You can also play media from streaming services like YouTube Music, Spotify, and Google Podcasts by saying: “Hey Google, turn on [artist]” or “OK Google, turn on [song name]. You can place orders by genre, albums, or simply say play some music.
To start, open the Google Maps application on your Android phone and start navigating to a destination, then press the pop-up window to start. You can also say “Hey Google, open Assistant Settings,” then select Navigation and choose Driving Mode to turn it on.
Now the auxiliary driving mode feature is only available for Android users (version 9.0 or above). Google says: More advantages will soon appear in the assistant driving mode.
Google is always working to make its application more useful and convenient, and adding many tools and advantages to it, as it announced the addition of three new features to the Google Maps application, including the state of congestion in direct transport.

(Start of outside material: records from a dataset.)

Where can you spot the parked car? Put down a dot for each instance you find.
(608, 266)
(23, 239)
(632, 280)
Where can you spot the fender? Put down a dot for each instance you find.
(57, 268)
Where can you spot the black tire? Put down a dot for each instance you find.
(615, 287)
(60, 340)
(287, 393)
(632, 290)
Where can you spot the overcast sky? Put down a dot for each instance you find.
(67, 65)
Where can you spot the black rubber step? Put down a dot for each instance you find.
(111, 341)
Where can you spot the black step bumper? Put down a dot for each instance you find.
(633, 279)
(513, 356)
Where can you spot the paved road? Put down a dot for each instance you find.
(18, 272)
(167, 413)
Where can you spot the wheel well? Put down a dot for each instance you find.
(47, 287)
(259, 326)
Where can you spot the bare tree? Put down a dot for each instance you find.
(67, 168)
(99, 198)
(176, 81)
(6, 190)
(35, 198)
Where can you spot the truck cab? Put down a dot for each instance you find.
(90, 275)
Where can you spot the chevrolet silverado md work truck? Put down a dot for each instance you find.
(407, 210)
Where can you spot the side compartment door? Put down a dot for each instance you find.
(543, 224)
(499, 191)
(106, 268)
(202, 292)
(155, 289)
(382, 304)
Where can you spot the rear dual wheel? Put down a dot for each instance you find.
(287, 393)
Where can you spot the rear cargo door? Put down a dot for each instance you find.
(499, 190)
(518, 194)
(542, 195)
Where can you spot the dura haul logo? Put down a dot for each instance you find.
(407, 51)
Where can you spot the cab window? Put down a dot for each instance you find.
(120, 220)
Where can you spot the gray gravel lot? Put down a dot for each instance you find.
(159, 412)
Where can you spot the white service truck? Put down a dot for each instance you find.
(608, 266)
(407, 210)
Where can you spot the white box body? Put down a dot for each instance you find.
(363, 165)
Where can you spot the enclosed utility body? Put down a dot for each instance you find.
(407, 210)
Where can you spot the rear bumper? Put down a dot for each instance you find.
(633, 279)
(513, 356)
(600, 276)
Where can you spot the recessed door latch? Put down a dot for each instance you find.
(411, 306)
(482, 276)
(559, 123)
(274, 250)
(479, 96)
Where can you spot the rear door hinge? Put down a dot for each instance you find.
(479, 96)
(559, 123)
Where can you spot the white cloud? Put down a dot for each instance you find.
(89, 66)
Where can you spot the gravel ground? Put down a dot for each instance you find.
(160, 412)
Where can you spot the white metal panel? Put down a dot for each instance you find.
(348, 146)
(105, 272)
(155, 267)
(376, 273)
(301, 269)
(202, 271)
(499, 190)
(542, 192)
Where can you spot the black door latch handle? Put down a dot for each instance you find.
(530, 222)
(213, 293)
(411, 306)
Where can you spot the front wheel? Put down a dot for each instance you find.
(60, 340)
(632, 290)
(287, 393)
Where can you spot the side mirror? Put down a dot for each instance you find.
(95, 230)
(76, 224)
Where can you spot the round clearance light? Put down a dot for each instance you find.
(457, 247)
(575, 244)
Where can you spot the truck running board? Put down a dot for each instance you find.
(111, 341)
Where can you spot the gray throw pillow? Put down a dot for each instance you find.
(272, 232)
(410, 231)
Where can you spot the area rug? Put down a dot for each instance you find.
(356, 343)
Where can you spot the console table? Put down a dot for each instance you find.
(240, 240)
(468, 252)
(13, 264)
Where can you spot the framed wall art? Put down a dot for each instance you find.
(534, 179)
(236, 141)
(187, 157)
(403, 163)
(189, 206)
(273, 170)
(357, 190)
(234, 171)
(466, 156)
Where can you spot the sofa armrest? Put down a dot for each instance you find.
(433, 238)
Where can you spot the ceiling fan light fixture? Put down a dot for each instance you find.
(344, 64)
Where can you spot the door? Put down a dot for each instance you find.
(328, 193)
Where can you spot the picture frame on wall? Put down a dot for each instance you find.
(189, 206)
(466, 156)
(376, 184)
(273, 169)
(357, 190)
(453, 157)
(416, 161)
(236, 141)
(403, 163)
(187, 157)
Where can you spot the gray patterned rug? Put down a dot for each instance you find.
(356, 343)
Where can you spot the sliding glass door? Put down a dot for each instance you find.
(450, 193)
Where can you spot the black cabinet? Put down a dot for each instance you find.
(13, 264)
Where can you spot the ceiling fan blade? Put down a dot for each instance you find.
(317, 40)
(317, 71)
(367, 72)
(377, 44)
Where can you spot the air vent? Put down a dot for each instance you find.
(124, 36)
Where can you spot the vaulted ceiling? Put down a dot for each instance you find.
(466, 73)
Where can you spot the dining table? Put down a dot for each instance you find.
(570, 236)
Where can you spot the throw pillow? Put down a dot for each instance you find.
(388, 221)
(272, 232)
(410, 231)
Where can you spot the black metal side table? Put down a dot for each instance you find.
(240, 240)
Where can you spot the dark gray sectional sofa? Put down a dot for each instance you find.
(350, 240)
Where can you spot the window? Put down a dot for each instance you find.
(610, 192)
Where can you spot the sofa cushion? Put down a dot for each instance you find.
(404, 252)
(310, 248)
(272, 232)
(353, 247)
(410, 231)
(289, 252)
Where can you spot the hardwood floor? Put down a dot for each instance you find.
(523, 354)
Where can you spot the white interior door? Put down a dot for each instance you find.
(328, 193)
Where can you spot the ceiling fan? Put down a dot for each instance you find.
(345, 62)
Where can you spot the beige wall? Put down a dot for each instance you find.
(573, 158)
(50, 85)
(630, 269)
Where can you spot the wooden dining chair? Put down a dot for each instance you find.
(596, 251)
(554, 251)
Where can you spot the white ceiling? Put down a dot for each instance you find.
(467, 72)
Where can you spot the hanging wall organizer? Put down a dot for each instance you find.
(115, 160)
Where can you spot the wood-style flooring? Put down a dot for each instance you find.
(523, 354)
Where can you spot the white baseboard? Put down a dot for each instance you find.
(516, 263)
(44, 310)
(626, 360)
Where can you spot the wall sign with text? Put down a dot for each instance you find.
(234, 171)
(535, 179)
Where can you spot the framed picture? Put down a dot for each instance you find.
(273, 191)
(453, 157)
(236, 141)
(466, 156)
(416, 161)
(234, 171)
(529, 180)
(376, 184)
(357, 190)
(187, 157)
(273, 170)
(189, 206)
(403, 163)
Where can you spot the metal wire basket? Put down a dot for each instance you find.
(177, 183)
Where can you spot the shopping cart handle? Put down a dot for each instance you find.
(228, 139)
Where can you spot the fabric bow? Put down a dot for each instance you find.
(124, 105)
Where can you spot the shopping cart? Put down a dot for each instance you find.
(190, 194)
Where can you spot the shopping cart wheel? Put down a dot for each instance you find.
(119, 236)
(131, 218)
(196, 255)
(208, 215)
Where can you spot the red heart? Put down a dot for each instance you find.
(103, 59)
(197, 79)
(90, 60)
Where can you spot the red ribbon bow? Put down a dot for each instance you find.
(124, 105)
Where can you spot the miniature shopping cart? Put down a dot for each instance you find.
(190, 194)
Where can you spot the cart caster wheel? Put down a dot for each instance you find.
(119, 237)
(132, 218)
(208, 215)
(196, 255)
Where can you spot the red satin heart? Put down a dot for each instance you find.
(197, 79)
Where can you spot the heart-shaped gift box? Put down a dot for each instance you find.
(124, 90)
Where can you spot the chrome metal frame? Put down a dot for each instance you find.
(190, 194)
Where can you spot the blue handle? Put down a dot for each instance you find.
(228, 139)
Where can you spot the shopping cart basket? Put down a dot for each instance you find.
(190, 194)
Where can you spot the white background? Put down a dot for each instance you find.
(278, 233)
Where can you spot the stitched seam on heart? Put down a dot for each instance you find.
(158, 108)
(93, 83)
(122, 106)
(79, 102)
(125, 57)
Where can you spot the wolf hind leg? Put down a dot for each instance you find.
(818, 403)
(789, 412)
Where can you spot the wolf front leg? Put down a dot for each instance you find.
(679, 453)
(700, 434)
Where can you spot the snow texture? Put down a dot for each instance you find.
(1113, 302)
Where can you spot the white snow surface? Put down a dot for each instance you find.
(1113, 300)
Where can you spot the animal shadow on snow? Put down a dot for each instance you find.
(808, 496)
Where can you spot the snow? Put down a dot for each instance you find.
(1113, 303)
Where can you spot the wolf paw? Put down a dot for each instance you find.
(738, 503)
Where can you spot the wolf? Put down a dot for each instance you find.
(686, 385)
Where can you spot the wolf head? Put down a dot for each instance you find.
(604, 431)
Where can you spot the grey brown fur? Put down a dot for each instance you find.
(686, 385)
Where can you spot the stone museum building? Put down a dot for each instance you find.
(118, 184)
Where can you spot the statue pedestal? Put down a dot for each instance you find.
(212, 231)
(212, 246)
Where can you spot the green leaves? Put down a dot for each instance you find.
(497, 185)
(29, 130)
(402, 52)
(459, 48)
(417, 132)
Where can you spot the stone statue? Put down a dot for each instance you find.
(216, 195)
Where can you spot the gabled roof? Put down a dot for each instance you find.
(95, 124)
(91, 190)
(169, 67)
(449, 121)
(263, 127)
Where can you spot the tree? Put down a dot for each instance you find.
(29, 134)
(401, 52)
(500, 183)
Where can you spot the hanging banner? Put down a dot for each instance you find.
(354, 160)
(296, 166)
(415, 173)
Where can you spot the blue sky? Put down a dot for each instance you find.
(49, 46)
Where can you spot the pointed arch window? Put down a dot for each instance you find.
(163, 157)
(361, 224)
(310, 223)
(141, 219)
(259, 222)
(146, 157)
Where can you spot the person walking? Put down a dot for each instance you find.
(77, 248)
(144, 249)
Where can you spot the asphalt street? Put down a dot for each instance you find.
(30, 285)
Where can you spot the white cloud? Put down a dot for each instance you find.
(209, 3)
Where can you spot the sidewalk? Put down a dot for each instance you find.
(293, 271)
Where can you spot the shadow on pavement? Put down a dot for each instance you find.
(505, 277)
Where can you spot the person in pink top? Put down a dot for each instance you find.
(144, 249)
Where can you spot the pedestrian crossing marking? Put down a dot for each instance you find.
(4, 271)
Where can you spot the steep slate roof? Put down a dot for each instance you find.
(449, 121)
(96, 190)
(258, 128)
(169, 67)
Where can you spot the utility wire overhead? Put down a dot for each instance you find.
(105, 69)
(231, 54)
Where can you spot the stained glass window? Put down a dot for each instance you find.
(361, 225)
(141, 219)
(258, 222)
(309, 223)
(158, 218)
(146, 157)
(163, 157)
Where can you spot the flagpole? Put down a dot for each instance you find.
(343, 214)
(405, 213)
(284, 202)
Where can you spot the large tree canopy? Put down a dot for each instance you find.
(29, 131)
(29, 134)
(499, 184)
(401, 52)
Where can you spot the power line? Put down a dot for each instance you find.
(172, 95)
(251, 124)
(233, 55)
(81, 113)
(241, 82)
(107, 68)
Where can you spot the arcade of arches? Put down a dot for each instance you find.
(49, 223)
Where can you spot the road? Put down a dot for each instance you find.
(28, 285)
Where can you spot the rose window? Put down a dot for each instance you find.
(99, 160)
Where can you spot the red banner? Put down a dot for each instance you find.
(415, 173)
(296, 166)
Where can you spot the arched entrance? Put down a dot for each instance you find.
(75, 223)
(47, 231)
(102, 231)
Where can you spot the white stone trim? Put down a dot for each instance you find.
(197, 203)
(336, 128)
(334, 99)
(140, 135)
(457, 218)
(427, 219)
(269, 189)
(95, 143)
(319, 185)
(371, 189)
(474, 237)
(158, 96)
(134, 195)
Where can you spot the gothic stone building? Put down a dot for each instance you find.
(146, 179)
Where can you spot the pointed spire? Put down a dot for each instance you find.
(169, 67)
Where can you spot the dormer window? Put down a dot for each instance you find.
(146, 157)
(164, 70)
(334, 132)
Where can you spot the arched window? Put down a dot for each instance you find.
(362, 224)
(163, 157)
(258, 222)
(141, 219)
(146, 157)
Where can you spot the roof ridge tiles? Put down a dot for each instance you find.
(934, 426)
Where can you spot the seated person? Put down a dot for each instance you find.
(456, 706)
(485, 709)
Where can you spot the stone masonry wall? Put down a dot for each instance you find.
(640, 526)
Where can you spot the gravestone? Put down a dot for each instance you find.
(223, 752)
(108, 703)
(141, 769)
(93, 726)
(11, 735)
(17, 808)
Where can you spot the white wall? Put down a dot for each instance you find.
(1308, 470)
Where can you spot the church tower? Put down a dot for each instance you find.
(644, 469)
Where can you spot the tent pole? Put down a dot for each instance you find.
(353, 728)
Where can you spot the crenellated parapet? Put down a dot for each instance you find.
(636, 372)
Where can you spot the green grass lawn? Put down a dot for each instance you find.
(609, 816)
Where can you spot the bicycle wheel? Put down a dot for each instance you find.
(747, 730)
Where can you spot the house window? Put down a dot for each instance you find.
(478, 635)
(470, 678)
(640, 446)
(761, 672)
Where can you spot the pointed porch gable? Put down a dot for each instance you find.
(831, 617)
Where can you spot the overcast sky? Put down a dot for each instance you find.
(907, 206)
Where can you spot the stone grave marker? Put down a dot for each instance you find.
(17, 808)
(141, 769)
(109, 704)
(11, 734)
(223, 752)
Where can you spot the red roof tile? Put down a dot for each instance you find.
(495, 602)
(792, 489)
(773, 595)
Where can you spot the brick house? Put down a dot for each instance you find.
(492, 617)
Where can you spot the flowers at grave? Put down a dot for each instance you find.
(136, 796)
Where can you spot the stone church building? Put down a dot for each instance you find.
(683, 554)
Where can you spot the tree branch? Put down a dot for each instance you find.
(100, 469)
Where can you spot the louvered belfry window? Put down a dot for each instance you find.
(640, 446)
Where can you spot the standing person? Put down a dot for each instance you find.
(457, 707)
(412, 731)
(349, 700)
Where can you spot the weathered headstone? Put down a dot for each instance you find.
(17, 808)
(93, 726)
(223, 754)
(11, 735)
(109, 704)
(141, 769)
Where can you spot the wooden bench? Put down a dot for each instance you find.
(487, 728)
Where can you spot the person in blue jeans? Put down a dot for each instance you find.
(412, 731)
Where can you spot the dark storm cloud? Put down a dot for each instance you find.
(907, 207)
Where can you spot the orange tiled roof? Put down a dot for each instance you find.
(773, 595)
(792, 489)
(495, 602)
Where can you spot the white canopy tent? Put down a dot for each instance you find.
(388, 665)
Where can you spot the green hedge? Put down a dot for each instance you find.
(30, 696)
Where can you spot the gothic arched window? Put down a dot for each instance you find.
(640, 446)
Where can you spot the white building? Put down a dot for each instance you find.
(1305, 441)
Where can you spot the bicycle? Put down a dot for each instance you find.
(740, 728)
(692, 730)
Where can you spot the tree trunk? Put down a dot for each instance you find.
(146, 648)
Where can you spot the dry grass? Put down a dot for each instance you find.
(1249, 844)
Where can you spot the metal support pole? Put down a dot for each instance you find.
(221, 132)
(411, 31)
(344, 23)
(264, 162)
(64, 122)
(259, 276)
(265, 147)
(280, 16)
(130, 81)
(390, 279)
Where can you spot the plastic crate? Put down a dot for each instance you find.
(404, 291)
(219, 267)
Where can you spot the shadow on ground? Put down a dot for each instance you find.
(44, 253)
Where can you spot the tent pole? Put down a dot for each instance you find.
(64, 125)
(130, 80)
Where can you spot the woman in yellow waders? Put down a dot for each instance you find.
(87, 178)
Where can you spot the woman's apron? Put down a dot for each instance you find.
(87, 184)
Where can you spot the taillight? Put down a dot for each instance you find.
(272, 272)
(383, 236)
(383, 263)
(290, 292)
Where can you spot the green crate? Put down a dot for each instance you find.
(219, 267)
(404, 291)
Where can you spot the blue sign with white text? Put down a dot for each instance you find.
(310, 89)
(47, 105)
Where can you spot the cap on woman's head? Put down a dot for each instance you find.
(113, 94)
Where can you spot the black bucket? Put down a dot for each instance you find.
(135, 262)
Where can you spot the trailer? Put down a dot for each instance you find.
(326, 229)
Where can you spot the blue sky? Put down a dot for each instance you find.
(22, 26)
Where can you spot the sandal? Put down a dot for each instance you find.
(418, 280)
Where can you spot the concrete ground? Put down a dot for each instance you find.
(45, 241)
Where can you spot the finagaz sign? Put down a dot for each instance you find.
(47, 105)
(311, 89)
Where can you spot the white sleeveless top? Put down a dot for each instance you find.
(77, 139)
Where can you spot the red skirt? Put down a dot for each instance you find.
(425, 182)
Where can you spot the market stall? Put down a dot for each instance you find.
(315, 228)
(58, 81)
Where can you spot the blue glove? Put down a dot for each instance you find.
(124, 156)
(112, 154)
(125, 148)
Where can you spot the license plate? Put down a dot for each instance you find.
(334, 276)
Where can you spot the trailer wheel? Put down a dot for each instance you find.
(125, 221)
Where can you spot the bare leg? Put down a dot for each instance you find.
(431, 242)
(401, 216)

Google said: “Since the beginning of the epidemic, we have added nearly 250 new features and improvements to Google Maps to help you adapt to this new normal.” For example: Google uses aggregate location data to show busy times – which you might want to avoid – for nearly 20 million places around the world. Meanwhile, the maps see 50 million updates every day, with reliable data sourced from more than 10,000 local governments, transit agencies and other organizations.